Taking a drink for herse
lf – Peggy was fond of drink – she stood in a corner, close to the window through which, in spite of heavy curtains, a whisper of cold air was blowing.
Her pleasures were not those of most girls.
Her long walks in the loneliest places that could be reached and returned from in one day, her solitary visits to films about war or exploration or savages; her occasional descents upon the Zoo, where she would stand, looking, before the cage of some wolf or puma that had paused in its terrible pacing to stare, unseeingly, out across the passive, affectionate crowd; her swift homeward walks across crammed and desperate London – these were her own. She had lied about them to Mrs Corbett, until she found that her employer did not find such recreations eccentric, merely dismissing her as ‘a funny girl’.
‘But I would never go to the Zoo,’ Mrs Corbett would add. ‘I could never bear it. Those poor creatures. How they must miss their freedom.’

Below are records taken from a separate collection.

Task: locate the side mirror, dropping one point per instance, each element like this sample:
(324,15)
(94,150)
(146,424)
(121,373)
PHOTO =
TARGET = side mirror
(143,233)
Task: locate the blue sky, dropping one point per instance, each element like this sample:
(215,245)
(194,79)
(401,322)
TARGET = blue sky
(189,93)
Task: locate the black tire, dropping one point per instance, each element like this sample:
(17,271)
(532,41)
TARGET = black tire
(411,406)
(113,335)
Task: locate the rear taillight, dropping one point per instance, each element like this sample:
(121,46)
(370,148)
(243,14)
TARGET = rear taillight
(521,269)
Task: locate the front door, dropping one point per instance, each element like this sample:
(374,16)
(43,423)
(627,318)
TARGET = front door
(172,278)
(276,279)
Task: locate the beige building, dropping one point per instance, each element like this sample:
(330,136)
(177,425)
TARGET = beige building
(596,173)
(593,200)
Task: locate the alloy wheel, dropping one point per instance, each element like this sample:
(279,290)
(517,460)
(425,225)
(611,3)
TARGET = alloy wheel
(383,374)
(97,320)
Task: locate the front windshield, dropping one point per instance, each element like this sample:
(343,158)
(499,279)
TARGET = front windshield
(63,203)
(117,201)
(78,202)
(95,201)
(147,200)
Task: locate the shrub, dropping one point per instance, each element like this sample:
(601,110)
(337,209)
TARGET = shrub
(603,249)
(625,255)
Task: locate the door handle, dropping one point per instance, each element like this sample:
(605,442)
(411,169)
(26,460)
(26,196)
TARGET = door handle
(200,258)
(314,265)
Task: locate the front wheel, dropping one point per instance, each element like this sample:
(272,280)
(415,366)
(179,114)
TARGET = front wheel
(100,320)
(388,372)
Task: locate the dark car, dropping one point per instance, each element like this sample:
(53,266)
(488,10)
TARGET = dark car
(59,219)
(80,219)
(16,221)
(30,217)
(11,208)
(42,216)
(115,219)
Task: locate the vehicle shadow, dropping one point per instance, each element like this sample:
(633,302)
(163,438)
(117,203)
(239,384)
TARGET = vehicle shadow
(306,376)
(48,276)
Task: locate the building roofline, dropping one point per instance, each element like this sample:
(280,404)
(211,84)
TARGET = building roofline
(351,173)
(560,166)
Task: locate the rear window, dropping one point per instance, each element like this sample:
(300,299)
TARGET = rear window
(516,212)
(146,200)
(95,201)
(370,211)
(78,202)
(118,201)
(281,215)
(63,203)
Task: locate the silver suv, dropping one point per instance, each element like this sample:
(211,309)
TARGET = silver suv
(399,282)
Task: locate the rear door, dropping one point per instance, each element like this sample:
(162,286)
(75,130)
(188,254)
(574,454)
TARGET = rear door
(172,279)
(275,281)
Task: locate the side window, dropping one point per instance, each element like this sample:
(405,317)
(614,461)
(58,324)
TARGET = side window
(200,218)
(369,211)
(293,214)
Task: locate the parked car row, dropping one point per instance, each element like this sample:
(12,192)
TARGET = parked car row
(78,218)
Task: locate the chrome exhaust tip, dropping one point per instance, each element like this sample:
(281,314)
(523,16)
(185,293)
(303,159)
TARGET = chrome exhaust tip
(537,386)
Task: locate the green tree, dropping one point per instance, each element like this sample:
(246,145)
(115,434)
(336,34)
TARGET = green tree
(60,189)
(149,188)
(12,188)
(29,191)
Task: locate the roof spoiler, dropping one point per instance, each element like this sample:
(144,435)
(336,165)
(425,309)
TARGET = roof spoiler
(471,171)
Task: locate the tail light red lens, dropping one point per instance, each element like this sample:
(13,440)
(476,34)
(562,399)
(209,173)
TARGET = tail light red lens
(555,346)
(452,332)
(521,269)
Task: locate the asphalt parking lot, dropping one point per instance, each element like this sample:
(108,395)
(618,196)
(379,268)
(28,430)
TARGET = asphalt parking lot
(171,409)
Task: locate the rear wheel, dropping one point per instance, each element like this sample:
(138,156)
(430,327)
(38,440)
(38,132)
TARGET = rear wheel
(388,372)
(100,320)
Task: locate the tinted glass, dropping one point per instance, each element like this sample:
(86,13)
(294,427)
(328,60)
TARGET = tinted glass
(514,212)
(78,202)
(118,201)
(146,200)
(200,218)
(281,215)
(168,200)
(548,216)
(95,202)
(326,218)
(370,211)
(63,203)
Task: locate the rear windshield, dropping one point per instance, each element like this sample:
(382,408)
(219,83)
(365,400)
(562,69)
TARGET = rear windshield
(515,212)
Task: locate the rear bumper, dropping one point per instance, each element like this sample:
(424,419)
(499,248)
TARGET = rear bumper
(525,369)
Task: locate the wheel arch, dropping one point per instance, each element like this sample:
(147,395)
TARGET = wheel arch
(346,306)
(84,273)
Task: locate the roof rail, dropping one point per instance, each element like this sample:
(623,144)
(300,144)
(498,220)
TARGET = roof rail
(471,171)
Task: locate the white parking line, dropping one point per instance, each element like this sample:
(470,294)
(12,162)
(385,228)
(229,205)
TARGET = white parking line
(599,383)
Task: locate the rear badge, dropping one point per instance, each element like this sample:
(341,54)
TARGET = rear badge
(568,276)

Peggy was still too young to know that the true tragedy was their no longer missing their freedom.
Some weeks before Christmas, she had gone to the Royal Smithfield Show: making her solitary way along with crowds of red-faced, solid men and their wives; crowds that she had hoped to avoid by paying the pound entrance fee of the first day’s showing.
She had come to look at the Highland cattle.
The hall was so enormous, and the crowds so dense, the cacophony of voices and the brilliant lights were so complicated and overwhelming, in effect, that she climbed to the gallery which runs around the main hall, hoping to see from above the stalls where the cattle were kept, and then make her way there.
She leant on the rail and looked out over the scene, much as the puma or ceaselessly pacing wolf would look out across the heads of a crowd.
It was spread below; vast; extraordinary; frightening; a colossal pattern of the angular bright shapes of agricultural machinery, painted red or blue or yellow, and lifted slightly into the air, quivering with light and noise, on stand after stand. Peggy looked down at it inimically. What had this to do with cows wandering homeward through dewy fields?